Distance From Sun | 1.8373 billion mi (19.2x Earth’s distance from Sun) |
Structure | rock and metal core, water, methane, and ammonia oceans, gaseous hydrogen |
Temperature (Planetary Extremes) | Day -357°F (-216°C); Night -357°F (-216°C) |
Mass | 1 Uranus = 14.5 Earths |
Volume | 63 Earths could fit inside Uranus |
Day | 17 hours, 14 minutes |
Year | 84 years |
Axial Tilt | 98° |
The Pale Blue-Green Planet
A methane haze hides Uranus and its stormy atmosphere from our view and gives the planet its pastel color.
Extreme Seasons
Uranus rolls around on its side during its 84-year orbit, creating unusual seasons. For half the year, one pole is bathed in sunlight and a “day” lasts all summer. The pole pointing away from the Sun is hidden in darkness, and “night” lasts throughout the winter.
Tilt Affects Weather
Unlike at Earth, Uranus’s axis is tilted 98 degrees. For this reason, the planet experiences extreme weather throughout its lengthy year.
A Mixed-Up Moon
Huge terraces, dark patches, grooves, cracks, and a deep canyon called Verona Rupes give the moon Miranda a jumbled appearance. How it got this way is a mystery. These surface features may be frozen evidence of activity deep inside this icy little world.

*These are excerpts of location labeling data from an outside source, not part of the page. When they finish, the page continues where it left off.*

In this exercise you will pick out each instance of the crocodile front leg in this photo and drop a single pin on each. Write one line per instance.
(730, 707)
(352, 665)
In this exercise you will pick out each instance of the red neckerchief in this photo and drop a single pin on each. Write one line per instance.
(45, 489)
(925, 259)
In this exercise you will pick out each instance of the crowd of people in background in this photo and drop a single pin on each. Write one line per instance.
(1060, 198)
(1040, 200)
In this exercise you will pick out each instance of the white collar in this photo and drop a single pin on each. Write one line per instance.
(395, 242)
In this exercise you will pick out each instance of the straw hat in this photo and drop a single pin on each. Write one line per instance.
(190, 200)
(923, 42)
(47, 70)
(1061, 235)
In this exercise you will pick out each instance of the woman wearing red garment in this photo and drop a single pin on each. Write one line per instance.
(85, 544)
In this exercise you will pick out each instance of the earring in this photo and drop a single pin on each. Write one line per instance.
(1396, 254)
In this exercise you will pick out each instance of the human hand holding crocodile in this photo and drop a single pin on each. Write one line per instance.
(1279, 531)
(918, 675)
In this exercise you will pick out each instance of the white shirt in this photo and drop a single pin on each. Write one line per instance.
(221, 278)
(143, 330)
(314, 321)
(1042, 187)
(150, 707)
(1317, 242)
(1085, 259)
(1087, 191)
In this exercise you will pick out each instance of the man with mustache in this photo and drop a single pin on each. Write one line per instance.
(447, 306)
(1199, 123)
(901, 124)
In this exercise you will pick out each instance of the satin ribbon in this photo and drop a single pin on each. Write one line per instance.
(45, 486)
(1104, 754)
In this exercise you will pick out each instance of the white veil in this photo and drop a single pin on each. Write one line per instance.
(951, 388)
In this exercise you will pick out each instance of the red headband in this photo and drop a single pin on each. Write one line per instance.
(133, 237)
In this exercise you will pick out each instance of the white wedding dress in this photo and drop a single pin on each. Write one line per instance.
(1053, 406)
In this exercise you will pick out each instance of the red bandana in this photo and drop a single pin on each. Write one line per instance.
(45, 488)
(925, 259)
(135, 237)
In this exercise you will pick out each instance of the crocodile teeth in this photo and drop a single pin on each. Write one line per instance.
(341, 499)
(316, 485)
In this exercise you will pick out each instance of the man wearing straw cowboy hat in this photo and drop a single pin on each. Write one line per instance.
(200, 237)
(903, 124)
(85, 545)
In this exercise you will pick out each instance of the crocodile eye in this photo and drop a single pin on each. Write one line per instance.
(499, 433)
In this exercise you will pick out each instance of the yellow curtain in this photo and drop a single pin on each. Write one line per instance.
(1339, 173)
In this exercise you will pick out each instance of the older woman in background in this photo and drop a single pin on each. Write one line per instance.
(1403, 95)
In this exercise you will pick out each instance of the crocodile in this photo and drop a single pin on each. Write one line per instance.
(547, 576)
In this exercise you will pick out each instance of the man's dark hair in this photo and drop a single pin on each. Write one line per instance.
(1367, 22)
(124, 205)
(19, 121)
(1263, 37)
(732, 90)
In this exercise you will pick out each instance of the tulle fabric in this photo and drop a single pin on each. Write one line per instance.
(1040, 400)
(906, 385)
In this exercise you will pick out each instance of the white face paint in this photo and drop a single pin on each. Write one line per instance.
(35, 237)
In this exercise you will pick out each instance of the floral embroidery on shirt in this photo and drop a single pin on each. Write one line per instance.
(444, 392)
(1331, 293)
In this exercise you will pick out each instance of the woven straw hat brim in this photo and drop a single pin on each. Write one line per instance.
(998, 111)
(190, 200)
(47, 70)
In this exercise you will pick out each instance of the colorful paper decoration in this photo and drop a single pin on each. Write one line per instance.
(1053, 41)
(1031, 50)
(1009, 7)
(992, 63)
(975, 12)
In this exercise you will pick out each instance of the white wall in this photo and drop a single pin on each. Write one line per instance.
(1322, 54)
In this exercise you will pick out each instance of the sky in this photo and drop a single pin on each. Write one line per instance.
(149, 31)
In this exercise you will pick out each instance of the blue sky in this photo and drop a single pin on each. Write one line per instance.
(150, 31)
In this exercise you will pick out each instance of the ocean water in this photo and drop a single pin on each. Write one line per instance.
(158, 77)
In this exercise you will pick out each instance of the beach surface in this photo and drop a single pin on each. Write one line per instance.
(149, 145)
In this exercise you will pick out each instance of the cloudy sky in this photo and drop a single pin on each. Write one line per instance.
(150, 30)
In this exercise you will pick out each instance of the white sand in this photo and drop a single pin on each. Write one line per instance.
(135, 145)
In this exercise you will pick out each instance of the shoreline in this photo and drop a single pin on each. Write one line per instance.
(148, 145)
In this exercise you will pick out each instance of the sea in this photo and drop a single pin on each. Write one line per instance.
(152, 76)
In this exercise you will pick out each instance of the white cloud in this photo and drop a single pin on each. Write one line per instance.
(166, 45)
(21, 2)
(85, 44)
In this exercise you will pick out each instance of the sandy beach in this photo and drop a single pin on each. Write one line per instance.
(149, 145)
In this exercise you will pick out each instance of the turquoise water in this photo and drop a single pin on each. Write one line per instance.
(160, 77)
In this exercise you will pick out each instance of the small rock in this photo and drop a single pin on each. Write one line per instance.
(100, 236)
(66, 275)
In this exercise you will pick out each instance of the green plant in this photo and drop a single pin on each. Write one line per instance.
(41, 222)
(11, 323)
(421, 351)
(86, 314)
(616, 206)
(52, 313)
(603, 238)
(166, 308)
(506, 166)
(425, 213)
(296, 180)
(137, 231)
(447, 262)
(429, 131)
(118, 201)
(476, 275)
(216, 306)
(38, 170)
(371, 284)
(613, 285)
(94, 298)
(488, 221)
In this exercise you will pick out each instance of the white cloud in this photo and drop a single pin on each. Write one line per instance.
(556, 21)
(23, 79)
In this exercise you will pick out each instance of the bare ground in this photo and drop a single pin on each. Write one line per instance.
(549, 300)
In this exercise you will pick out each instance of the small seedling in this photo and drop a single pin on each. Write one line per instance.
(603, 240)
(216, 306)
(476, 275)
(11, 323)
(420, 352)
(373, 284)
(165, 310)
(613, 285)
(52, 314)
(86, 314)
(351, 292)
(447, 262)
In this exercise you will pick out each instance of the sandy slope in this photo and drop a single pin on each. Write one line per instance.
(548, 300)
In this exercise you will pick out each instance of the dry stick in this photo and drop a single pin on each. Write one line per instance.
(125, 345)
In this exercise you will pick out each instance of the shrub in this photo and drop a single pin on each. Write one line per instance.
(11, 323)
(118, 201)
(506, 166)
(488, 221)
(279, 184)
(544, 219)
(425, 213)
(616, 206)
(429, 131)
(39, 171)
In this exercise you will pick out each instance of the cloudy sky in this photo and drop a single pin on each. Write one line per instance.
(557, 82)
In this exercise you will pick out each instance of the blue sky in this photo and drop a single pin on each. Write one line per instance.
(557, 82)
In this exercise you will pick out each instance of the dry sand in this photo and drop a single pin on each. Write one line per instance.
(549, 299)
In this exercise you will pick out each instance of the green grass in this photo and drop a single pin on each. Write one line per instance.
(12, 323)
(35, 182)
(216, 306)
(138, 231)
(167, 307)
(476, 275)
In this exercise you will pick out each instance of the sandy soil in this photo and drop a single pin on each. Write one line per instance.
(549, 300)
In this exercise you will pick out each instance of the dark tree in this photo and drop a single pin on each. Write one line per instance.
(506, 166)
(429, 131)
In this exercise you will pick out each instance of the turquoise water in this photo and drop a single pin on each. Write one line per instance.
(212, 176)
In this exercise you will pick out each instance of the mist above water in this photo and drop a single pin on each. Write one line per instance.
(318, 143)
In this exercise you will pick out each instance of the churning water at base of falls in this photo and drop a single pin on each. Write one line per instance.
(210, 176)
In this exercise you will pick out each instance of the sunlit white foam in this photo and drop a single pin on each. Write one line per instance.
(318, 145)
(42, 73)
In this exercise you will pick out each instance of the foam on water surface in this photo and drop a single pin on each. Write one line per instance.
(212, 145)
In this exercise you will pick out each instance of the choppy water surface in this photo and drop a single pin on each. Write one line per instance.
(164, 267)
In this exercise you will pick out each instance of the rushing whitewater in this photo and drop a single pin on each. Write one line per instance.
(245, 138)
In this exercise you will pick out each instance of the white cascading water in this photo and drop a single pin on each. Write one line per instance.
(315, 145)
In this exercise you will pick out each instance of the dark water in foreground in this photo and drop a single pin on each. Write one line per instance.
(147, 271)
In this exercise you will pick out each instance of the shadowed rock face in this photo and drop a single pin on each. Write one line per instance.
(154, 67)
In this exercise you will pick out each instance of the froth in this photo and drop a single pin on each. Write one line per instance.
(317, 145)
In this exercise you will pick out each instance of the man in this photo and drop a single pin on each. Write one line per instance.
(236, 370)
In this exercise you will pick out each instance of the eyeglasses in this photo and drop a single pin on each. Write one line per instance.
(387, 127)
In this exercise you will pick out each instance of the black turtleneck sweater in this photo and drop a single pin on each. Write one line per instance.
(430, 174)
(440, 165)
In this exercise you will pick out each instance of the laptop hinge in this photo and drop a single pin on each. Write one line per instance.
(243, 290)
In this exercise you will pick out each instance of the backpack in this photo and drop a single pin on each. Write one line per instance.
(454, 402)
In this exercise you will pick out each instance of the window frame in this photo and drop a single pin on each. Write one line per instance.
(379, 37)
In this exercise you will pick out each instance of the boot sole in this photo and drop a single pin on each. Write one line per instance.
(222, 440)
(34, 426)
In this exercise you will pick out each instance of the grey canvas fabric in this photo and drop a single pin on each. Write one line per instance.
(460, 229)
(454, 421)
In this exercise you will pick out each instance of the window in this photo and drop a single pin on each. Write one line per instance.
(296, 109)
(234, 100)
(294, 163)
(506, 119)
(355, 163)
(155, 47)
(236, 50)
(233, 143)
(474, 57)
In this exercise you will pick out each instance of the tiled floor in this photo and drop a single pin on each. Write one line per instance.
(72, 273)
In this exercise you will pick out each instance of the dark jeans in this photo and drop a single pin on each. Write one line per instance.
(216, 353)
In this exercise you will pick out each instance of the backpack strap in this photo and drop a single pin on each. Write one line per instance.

Collisions That Change Worlds
Collisions shape worlds. In 1994, pieces of Comet Shoemaker-Levy 9 were destroyed as they plunged into Jupiter. The impacts added massive dark spots to Jupiter’s colorful clouds. Long ago, a Mars-size object ran into the newborn Earth, and gouged out enough material to form the Moon. Impacts created scars and craters on nearly every planet, moon, and asteroid.
What Tipped Uranus Over?
Uranus is tipped over on its side and spins backward on its axis. Long ago, a planet-size object probably ran into it, and the impact knocked the planet over.